As I used to say before I got present , “As long as I don’t
argue with it and lose a fight, it’s okay”.
I belong to the recovery community and this voice, along with the
varying characters of other voices (a.k.a. the angel, the devil, the
peacekeeper, etc.), are collectively called the “shitty committee” usually
because they have nothing to say other than criticism & judgment.
There’s a word for the voice(s). Most spiritual texts call
it our ego. Not the ego of Freud or the ego of “you’re so conceited” - ego is
the voice in your head that judges everything & labels situations good and
bad. We are born without one. Before our parents have a chance to shape us,
we run around not knowing what will hurt us, wanting to experience everything,
and ignorant of societal rules. Some of
these rules are for our personal safety, like “look both ways before crossing
the street” or “don’t touch a hot burner”. Most of the rules, though, are based
on what our parents believe is good behavior, such as “good girls aren’t
promiscuous”, “cursing is bad”, “being thin is attractive”, and “you must give
gifts at holiday time”. Those beliefs
are based on cultural influences. They can do a lot of damage if we believe
them, take them into adulthood & use them as our filter for everything in
our lives.
The cure? Inspect them. Write them down & review them.
Look at one. I’ll pick one very close to my life experience today – “Cursing is
bad”. Is that true? Why is it true? I grew up in a very conservative
Pentecostal family in Texas. I was told cursing was bad, especially the “F”
word. I called my sister an “idiot” and my mouth was washed out with soap. You
know what I took from that experience? “Idiot” is a bad word. I shouldn’t let anyone
HEAR me use it. I should keep my judgments to myself. Now, that’s a lot of
“shoulds”, isn’t it? The word “should” is a sign of conditioning & is a red
flag for me these days. Anyway, I doubt my parents meant to teach me those
things, but without a lecture on what they DID mean, my young mind grasped that
erroneous lesson. I had to undo that later on.
So, I’m back to “cursing is bad”. Is it true? Hmmm… NO. The facts of it are
this: A so-called “bad” word is really just a few letters strung together &
assigned a definition by society. For instance, “fuck” is four letters assigned
the definition, well, many definitions. Look it up. I am amazed at how many
slang definitions it has. People in America label the use of certain words as
“bad” when they are simply words. The word itself is not bad. It’s bad
because we think it’s bad. People don’t inspect that thought, so they go around
shaming people who use curse words. There is no shame in them unless we choose
to accept the shame.
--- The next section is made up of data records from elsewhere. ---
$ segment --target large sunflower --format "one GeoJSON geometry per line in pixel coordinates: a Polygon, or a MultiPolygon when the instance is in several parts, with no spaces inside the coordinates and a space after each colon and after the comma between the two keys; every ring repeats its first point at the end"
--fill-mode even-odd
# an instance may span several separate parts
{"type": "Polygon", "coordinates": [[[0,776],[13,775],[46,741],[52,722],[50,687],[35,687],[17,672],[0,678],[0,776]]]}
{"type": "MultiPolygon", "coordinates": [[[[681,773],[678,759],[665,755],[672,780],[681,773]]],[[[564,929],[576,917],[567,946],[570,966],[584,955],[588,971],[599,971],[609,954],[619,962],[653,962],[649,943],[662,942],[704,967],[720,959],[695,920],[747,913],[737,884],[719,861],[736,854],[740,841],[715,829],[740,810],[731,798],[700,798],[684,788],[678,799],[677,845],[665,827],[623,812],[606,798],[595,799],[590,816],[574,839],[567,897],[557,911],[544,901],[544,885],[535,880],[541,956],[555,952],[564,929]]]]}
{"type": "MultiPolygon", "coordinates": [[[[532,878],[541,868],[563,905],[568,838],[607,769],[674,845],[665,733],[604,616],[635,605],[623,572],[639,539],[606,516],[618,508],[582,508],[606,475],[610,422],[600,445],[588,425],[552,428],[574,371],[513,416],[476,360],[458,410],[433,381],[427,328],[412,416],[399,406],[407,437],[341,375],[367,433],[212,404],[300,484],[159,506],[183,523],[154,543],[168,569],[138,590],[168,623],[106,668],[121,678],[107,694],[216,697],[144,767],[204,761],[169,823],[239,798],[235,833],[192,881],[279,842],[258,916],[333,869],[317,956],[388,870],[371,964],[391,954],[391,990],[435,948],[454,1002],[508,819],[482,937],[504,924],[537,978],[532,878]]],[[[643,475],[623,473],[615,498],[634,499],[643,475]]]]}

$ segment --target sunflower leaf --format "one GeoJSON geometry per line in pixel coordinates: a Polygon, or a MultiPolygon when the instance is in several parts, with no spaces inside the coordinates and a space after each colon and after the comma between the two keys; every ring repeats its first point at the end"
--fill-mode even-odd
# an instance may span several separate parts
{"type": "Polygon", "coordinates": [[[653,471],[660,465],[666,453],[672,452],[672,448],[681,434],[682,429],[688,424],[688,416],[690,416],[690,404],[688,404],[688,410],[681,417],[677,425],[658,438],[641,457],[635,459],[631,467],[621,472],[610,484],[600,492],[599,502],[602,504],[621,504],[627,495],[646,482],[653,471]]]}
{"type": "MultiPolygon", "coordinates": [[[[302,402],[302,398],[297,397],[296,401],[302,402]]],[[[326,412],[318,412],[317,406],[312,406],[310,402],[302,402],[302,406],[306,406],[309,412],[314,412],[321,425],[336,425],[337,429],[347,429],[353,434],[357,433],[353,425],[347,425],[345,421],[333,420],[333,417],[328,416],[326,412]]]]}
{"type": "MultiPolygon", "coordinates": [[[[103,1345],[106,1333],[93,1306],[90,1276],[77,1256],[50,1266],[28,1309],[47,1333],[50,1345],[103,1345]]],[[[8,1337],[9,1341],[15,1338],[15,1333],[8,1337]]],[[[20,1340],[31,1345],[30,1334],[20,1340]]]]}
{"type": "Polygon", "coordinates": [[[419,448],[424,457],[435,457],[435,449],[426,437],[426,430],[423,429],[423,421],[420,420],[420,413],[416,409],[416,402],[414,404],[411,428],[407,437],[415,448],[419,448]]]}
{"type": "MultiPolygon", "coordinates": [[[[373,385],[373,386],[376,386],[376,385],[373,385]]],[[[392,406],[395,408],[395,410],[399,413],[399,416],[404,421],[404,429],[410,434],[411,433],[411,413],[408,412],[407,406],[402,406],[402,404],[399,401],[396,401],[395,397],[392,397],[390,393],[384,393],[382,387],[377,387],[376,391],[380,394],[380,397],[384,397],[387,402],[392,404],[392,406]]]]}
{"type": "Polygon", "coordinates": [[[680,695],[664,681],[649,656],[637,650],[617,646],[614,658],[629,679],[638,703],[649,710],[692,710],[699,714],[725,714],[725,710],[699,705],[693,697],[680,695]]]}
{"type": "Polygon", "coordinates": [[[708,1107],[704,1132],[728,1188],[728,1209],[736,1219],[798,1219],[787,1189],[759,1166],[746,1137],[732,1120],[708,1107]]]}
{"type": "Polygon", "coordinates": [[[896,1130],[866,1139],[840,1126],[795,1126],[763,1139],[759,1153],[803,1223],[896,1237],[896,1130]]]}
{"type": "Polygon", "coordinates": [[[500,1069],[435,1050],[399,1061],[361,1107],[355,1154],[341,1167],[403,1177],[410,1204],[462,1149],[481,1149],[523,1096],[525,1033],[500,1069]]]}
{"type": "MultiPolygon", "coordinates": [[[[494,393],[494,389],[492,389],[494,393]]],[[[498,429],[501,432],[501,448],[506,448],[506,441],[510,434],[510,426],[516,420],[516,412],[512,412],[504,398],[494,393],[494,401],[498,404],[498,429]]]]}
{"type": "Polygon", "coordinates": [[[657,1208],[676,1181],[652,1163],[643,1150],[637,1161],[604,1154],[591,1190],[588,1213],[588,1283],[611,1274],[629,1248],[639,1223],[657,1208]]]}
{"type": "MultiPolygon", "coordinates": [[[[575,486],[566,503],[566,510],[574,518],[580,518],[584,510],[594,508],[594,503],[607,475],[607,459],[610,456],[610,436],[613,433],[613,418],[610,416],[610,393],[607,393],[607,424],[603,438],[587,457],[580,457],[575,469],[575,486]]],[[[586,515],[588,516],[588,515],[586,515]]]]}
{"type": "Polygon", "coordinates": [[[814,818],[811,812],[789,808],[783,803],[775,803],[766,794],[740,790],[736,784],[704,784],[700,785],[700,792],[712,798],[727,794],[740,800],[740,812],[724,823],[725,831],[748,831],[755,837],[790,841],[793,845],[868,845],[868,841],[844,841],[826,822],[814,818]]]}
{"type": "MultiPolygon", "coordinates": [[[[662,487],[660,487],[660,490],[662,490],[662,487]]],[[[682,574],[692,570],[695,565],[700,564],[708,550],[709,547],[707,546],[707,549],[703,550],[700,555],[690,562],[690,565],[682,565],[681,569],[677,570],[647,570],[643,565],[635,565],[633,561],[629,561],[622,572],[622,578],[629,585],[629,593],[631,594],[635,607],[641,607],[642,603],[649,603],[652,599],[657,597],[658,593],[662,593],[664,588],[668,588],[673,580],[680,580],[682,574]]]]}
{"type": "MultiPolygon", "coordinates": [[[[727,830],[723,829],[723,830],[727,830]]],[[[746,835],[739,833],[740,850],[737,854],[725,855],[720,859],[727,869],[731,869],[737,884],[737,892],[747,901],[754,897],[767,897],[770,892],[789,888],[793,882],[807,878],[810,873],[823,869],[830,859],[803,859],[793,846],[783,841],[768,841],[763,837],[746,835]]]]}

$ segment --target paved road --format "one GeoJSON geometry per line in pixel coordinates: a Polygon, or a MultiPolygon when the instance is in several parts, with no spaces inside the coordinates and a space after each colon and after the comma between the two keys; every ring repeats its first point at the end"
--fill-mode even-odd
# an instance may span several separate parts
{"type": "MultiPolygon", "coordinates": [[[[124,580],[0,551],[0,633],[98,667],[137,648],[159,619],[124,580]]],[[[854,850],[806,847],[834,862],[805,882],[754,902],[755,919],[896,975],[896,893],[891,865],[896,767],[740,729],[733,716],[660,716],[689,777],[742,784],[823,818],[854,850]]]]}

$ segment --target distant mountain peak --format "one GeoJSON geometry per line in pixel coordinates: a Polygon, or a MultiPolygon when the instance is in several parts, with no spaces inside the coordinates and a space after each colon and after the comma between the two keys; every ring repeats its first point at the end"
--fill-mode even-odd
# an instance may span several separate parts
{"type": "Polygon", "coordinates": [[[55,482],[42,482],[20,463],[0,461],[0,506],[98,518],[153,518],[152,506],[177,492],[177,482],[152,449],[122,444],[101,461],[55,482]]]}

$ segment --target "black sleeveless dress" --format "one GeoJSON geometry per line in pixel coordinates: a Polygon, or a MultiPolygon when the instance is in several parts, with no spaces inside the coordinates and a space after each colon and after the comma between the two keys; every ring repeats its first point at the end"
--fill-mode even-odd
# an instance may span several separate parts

If we grew up believing we were bad to use them, we will
accept the shame & think we’re bad. It’s quite damaging in the long run
don’t you think? I can testify to it.
The only thing “bad” about a curse word is if we use it to
hurt another person. In this vein, any word can be turned into a curse word. If
my kids (I have two teenage boys) use “fuck” in a funny context or to
illustrate the importance of something, I have no issue with that. It is simply
a word. The only reason society calls it “bad” is because they’ve singled out
several words and teach everyone they are “bad”. Now, I’ve taught them to treat
others nicely or as they would like to be treated. In a perfect world, they
would do that & never use the word “fuck” in a hurtful way to another
person. Of course, they’re only learning & they use it improperly, although
not as much as I thought they would. It is remarkable how little curse words
are used for harm when the stigma of using them is removed altogether.
I looked at my conditioning around cursing. I found it
baseless & simply a tool for control. Once I removed that thought from my
conditioning, it no longer bothered me to hear curse words, unless they were
used to inflict harm. Once I taught my boys the same thing, they react very seldom to those words anymore. That button no longer exists on them.
Now, that’s one example from my own experience. I don’t know
about you, but until I could quiet my mind, the voice in my head (my ego) had
something to say about nearly everything. It literally began to drive me crazy. We can use these same tools on any judgment our ego comes up with it. The key is to see it for what it is - a thought. You don't have to own it or react to it and therefore, cause harm. Just see the thought for what it is. See the conditioning that goes with it.
Believe you are not your
thoughts. The only pain around an
experience is the pain we create in our thoughts about the experience.
Are you ready to let go of everything your ego has you believing? It's an experience, but you have to be willing. You have to give up. The ultimate paradox - you must surrender to win. But that's another entry for another time.